Related to the server build, what’s current state of the art for user isolation for something like a backup system? Chroots are a “keep nice people separated” solution, VMs are heavy, but it seems as though something like a namespace backed chroot would work fairly well to keep users apart from one another, especially if there are no sudo type tools in the isolated space.
Is there anything in particular I’ve missed on this in the 10 years since I last really messed with this sort of thing?
If your just talking about file storage, I believe it’s possible to set things up such that a user can have SFTP access without ssh access. So files and folders are available without giving the user shell access of any kind, if I understand it correctly.
The problem there, with sftp only, is that it eliminates the ability to use rsync. rsync is awesome for incremental backups, and I plan to have a hard file based rotation system that will keep files rotated for a while (think daily backups for a week, weekly backups for a month, monthly backups for a year) available.
I do something like that for my backups. I haven’t bothered to automate it yet (though I should) since - as you say rsync is awesome and makes this sort of thing really easy.
I just mount an encrypted disk to /mnt/backup_drive and do approximately;
Where 2019_05_31_home_$USER is the previous backup created the same way.

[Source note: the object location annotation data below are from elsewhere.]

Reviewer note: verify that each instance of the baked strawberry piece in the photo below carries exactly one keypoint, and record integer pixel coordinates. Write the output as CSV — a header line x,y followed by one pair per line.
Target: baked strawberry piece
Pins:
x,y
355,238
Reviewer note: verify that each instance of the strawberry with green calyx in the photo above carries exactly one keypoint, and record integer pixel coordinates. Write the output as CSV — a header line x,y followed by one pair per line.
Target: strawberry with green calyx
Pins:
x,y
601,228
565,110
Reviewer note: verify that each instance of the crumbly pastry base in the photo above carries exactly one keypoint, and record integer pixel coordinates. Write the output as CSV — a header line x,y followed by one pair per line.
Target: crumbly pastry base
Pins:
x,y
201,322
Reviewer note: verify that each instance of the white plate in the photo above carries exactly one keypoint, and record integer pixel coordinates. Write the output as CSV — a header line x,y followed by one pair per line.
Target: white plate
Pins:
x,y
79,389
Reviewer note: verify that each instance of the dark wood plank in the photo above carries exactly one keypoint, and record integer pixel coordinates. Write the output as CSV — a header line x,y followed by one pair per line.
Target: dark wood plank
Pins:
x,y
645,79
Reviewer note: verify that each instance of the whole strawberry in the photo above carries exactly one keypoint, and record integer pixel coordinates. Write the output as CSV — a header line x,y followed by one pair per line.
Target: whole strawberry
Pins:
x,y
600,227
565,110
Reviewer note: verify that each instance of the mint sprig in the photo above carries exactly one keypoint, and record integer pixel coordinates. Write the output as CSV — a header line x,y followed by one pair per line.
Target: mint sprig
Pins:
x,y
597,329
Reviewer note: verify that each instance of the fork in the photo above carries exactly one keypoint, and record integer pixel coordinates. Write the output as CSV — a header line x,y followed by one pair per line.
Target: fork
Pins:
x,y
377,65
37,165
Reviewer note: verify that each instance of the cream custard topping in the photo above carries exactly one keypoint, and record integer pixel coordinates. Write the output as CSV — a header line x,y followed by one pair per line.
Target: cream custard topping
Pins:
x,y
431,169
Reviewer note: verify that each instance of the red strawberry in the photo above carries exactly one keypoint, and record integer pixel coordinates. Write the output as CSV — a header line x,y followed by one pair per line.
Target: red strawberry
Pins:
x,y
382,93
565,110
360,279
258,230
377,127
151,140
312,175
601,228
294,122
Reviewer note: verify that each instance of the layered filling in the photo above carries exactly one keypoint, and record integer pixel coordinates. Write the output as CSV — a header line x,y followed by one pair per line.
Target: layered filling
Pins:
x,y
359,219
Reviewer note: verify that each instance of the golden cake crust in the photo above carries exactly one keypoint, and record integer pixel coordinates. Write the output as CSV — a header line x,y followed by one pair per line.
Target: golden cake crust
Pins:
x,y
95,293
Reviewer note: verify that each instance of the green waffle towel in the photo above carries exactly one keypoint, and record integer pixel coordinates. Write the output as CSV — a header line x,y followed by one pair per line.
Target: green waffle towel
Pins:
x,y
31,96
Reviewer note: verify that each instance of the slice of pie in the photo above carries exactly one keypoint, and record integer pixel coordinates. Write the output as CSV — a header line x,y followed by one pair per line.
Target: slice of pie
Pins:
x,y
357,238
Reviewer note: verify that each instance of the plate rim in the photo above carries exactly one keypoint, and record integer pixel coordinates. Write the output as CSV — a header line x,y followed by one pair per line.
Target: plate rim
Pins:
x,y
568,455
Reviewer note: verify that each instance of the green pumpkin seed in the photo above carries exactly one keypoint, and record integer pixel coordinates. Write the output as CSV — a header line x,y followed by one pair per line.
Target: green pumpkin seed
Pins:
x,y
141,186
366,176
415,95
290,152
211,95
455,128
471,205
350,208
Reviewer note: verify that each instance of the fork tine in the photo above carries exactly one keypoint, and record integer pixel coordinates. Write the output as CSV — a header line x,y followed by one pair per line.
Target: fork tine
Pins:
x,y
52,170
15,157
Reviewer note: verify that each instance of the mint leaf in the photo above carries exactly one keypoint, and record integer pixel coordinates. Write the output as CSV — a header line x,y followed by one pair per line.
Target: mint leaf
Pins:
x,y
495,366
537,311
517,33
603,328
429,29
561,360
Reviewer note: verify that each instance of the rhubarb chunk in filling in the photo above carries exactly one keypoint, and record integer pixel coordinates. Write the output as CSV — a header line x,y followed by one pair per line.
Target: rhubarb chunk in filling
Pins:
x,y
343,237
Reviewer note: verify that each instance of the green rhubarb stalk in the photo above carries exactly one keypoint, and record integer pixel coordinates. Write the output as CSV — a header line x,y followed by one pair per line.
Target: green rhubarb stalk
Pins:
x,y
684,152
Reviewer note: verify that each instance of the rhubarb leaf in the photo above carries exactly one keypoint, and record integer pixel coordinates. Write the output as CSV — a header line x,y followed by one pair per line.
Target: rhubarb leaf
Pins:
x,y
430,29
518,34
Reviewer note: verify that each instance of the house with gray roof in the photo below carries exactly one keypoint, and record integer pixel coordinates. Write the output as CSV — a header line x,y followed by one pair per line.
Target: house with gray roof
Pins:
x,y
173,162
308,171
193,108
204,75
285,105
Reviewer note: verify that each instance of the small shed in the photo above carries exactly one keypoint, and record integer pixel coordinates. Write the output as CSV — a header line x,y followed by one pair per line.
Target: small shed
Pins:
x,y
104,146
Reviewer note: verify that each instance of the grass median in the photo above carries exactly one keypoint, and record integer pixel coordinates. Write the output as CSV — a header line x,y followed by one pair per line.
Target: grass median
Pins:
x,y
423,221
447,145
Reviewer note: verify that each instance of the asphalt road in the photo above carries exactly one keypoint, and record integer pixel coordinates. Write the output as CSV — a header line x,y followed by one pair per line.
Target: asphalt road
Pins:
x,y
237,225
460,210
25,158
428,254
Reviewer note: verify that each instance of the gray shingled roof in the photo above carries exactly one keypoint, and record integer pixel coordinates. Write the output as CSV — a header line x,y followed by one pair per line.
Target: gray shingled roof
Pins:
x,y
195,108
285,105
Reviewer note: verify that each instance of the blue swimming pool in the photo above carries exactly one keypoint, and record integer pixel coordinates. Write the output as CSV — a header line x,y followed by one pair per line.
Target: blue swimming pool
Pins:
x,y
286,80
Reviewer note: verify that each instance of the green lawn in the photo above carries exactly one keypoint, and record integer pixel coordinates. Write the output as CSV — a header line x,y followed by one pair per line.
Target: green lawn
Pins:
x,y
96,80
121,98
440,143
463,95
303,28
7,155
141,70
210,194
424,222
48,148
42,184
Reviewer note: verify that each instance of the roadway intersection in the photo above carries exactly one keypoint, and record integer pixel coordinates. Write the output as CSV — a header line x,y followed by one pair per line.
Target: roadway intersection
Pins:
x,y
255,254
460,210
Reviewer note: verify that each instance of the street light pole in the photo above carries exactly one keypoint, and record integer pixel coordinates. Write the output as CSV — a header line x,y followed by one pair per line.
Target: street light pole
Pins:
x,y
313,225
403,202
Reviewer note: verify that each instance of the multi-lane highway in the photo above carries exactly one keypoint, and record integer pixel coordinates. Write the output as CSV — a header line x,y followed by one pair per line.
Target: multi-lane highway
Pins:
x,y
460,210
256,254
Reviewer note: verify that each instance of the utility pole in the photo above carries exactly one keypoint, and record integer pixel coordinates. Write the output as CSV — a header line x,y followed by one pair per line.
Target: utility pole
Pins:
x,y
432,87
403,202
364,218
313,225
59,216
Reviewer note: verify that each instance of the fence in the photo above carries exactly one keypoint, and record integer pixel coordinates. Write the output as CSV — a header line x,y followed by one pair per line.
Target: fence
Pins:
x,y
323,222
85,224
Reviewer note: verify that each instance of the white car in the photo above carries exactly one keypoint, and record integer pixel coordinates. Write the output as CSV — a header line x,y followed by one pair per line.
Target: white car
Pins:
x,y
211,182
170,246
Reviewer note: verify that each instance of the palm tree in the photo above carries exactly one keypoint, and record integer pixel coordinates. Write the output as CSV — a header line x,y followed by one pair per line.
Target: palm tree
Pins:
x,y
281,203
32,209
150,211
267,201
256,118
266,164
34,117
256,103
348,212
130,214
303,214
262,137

Off-site-ness/backup-redundancy:
For me thing constitutes rotating which of the backup drives I’m using periodically and leaving one or two of them with friends or family members so there’s always a couple reasonably recent backups in different physical locations (but never in the “cloud”).
Yeah, something like that. I’ve done the work before (can’t find the scripts and probably don’t have rights to them anyway, it was 15 years ago) to automate the rotation of that sort of thing on a daily basis. It was just a mid-day cron job (backups ran at night) to shuffle stuff around by date and hardlink everything.
I’m debating going crazy and using zfs compression to help. It supports dedup as well, if I want to throw a ton of CPU and RAM at it, which might actually be useful for “small changes in a big file” (think Outlook PST files - they’ll be different, but the bulk of them is the same).
I’m not terribly familiar with ZFS - how would that work for remote backups? I’m planning to base the system around rsync because it works across all major platforms, Windows included.
Saving snapshots – Use the zfs send and zfs receive commands to send and receive a ZFS snapshot. You can save incremental changes between snapshots, but you cannot restore files individually. You must restore the entire file system snapshot. These commands do not provide a complete backup solution for saving your ZFS data.
Remote replication – Use the zfs send and zfs receive commands to copy a file system from one system to another system. This process is different from a traditional volume management product that might mirror devices across a WAN. No special configuration or hardware is required. The advantage of replicating a ZFS file system is that you can re-create a file system on a storage pool on another system, and specify different levels of configuration for the newly created pool, such as RAID-Z, but with identical file system data.
ZFS is CDDL licensed - and is under Oracle control these days. One good reason to avoid it even if technically it has some nice things (no thanks to Oracle, but rather Sun who originally developed it). Red Hat’s GFS has similar technologies, but on the whole those are only useful in a large-scale NAS which provides backing stores for MQs, DBs, etc. Rsync and any ordinary file system work perfectly well (and with similar performance) for everything else. The main benefit of ZFS/GFS/similar transactional filesystems is that you can take snapshots that are then static during the backup, and the diffs of the snapshots to each other and to the current state are all easily identifiable as entities themselves, making it very easy to synchronize while the FS is hot, and to do various tricks such as dynamic resizing and moving of storage containers around. If you do that a lot on a hot FS that needs to still be reliable, they make some sense. But I would definitely not use them just to try to get some slightly more convenient rsync-like behaviour, as there’s not really a significant gain for remote backups in most cases (I know whereof I speak; I used to design and support globally distributed filesystems for large firms).
The only real advantage of zfs for my use case would be file compression, but… I don’t know how compressible most people’s backup data is. Photos and such certainly aren’t, and a lot of other files are more compressed than they used to be as well. I hadn’t realized it was under Oracle’s control. Yuck.
As you can see I actually get some of the best compression in “backup” which is rsync copies of server(s) and timemachine files - otherwise in movies and music I don’t get much at all.
The “main” Oracle control of ZFS is steadfastly refusing to relicense it such that it could be included in the Linux kernel (the CDDL is incompatible with GPL but compatible with the *BSD) - I’m not even sure they do much of the development anymore.
I do agree that if you do NOT use ZFS already a machine dedicated to backups is not the place to start.